HackTheBox - Monitored
2 min read
4 months ago
Published on May 12, 2024
This response is partially generated with the help of AI. It may contain inaccuracies.
Table of Contents
Step-by-Step Tutorial: HackTheBox - Monitored
-
Initial Enumeration:
- Begin by running an Nmap scan with the following options:
nmap -sC -sV -vv -oA monitor 10.10.11.248
- Analyze the scan results to identify open ports and services running on the target machine.
- Begin by running an Nmap scan with the following options:
-
Identifying Nagios Service:
- Notice the presence of Nagios on port 80 and 443 during the Nmap scan.
- Add the domain
10.10.11.248 monitor.htb
to your host file for easier access.
-
Exploring Nagios Web Interface:
- Visit
http://10.10.11.248
in your browser and accept the SSL certificate. - Log in using default credentials like
nagios:nagios
ornagiosadmin:nagiosadmin
.
- Visit
-
Brute-Forcing Credentials:
- Use a tool like
wfuzz
to brute-force credentials on the Nagios login page.wfuzz -w /path/to/wordlist.txt -u http://n.m.monitor.htb/ -d "username=FUZZ&password=nagios" --hl 11
- Use a tool like
-
Enumerating SNMP:
- Use SNMP tools like
snmpwalk
to gather information about the target system.snmpwalk -v2c -c public 10.10.11.248
- Use SNMP tools like
-
Exploiting SQL Injection:
- Exploit the SQL injection vulnerability in Nagios to extract sensitive information.
- Craft SQL queries to extract data from the database tables like
nagio XI
.
-
Creating a New Admin User:
- Use the obtained information to create a new admin user in Nagios.
- Access the Nagios dashboard with the new credentials.
-
Creating a Reverse Shell:
- Configure a health check in Nagios to execute a reverse shell command.
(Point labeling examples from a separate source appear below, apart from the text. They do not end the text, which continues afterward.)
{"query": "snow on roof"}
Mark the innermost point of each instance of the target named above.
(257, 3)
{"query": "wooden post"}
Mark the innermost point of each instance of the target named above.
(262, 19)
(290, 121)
- Trigger the health check to gain a reverse shell on the target machine.
-
Privilege Escalation:
- Identify and exploit a vulnerable cron job or service to escalate privileges.
- Replace binaries or scripts with malicious payloads to gain root access.
-
Maintaining Access:
- Ensure persistence by setting up a backdoor or modifying system configurations.
- Monitor the system for any changes or attempts to remove your access.
-
Cleanup and Exit:
- Once you have completed your objectives, remove any traces of your activities on the target machine.
- Exit the system securely to maintain the integrity of the target environment.
-
Conclusion:
- Congratulations! You have successfully exploited the "Monitored" machine on HackTheBox.
- Reflect on the techniques used and lessons learned during the penetration testing process.